The National Health Insurance Administration (NHIA) yesterday announced a new policy that would increase the National Health Insurance (NHI) coverage for beds offered by metropolitan hospitals to patients transferred from the emergency units of academic medical centers, in its latest attempt to assuage the constant overcrowding at emergency rooms in large hospitals.
NHIA Director-General Huang San-kuei (黃三桂) announced the policy during a meeting of the legislature’s Social Welfare and Environmental Hygiene Committee yesterday morning, which was held to address the overcrowding situation.
“Starting next year, if a patient waiting in the emergency department of an academic medical center is transferred to a metropolitan hospital, the NHI coverage for the bed that the latter receives would increase from its usual amount of NT$1,046 (US$35) per day to what is normally allocated to the former, NT$1,180,” Huang said.
Based on the presumption that patients are admitted for an average of nine to 10 days, a transfer would mean that the NHIA pays up to NT$1,340 in additional coverage.
Huang said he expects the new policy to serve as incentive for metropolitan hospitals to help shoulder the overwhelming patient load at some of the most crowded emergency rooms in the nation.
Hospitals with overcrowded emergency departments include National Taiwan University Hospital (NTUH), Taichung Veterans General Hospital, Kaohsiung Chang Gung Memorial Hospital, Linkou Chang Gung Memorial Hospital, Buddhist Tzu Chi General Hospital, Far Eastern Memorial Hospital and Shin Kong Wu Ho-Su Memorial Hospital, Huang said.

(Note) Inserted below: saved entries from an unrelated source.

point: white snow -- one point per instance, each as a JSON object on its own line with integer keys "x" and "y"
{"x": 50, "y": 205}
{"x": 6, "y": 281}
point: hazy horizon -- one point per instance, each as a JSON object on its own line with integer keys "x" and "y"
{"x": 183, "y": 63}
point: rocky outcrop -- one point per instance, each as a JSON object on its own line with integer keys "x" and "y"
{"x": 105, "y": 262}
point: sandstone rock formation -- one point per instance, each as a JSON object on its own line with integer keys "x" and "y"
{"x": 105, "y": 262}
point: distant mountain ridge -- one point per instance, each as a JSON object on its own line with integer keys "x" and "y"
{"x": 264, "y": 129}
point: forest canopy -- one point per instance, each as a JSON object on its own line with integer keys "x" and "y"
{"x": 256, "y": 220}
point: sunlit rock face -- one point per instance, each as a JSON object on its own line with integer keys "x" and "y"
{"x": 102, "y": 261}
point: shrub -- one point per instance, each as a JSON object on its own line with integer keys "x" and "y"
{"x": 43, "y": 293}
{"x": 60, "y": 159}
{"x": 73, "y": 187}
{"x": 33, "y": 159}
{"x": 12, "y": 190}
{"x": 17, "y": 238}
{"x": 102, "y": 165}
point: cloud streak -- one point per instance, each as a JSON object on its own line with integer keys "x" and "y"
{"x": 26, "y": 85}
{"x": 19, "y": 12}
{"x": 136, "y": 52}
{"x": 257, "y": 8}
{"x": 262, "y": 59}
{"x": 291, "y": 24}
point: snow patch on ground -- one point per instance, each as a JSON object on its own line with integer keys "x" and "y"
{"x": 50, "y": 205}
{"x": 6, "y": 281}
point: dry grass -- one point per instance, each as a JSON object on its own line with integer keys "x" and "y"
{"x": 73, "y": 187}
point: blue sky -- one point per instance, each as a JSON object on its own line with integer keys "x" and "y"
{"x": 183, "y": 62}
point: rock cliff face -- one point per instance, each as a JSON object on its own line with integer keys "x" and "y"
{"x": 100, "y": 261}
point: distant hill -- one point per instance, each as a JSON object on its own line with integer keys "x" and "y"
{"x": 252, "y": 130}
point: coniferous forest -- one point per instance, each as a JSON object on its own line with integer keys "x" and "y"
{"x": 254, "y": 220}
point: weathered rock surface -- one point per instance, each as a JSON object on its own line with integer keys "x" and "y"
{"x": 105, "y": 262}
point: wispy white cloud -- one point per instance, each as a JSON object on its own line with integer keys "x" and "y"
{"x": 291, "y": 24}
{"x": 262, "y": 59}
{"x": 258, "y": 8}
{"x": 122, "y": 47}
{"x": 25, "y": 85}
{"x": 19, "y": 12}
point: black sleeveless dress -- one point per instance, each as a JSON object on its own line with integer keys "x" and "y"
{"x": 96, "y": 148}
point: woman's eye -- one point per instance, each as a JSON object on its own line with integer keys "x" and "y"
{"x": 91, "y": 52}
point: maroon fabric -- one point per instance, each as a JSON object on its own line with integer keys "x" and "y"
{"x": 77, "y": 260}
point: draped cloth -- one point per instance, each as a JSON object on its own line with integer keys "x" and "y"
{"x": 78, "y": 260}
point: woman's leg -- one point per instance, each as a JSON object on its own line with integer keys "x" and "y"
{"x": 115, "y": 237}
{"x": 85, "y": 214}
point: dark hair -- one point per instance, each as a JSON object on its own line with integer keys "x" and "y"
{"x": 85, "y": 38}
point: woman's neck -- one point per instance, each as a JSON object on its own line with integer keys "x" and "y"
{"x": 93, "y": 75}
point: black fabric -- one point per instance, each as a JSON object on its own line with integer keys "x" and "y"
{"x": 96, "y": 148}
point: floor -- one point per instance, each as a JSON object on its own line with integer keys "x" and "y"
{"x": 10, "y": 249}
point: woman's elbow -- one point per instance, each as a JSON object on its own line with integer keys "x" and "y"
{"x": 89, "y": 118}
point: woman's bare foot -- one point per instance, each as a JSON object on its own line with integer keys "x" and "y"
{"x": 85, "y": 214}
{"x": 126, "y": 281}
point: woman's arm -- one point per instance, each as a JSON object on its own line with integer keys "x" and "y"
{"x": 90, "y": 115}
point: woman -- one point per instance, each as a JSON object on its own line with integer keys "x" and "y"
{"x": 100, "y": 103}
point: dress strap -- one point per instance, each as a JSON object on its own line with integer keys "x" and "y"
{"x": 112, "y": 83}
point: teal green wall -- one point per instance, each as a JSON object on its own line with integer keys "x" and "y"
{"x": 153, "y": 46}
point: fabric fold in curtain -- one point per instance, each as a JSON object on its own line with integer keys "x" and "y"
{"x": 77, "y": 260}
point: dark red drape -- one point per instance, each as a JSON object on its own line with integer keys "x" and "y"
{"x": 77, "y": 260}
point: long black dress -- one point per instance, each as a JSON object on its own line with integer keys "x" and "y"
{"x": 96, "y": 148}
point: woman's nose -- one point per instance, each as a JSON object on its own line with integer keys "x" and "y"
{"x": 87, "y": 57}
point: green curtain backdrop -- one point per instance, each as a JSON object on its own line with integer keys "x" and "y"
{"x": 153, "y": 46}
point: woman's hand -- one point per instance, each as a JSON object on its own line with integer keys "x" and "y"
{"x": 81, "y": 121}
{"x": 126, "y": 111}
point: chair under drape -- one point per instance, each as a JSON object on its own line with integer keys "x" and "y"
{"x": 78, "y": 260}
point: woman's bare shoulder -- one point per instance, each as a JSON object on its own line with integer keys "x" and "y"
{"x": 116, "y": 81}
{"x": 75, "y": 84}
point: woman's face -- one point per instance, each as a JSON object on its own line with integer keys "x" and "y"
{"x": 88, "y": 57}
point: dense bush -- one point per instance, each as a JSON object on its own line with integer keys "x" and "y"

In response to calls by legislators for improved transparency of medical institutions’ bed availability to allow relatively stable patients to be transferred to smaller hospitals, Huang said hospitals are obligated under the Medical Care Act (醫療法) to initiate the hospital-to-hospital transfer process when a patient has waited in the emergency department for more than 24 hours.
“The bigger problem is that some patients refuse to be transferred to another hospital, but a transfer program initiated by the NTUH last year might be the answer,” he added.
Under the NTUH’s program, Huang said patients that agree to be transferred are directly admitted into another medical institution rather than being kept waiting and their medical records are immediately forwarded.
“Patients unsatisfied with the second hospital’s service are granted priority to be transferred back to NTUH, but most do not transfer back,” Huang said.
A survey conducted by the Taiwan Health Reform Foundation in April showed that each year more than 3,700 people with first-degree injuries are admitted to emergency medical departments for two days before they are transferred to inpatient beds in hospitals.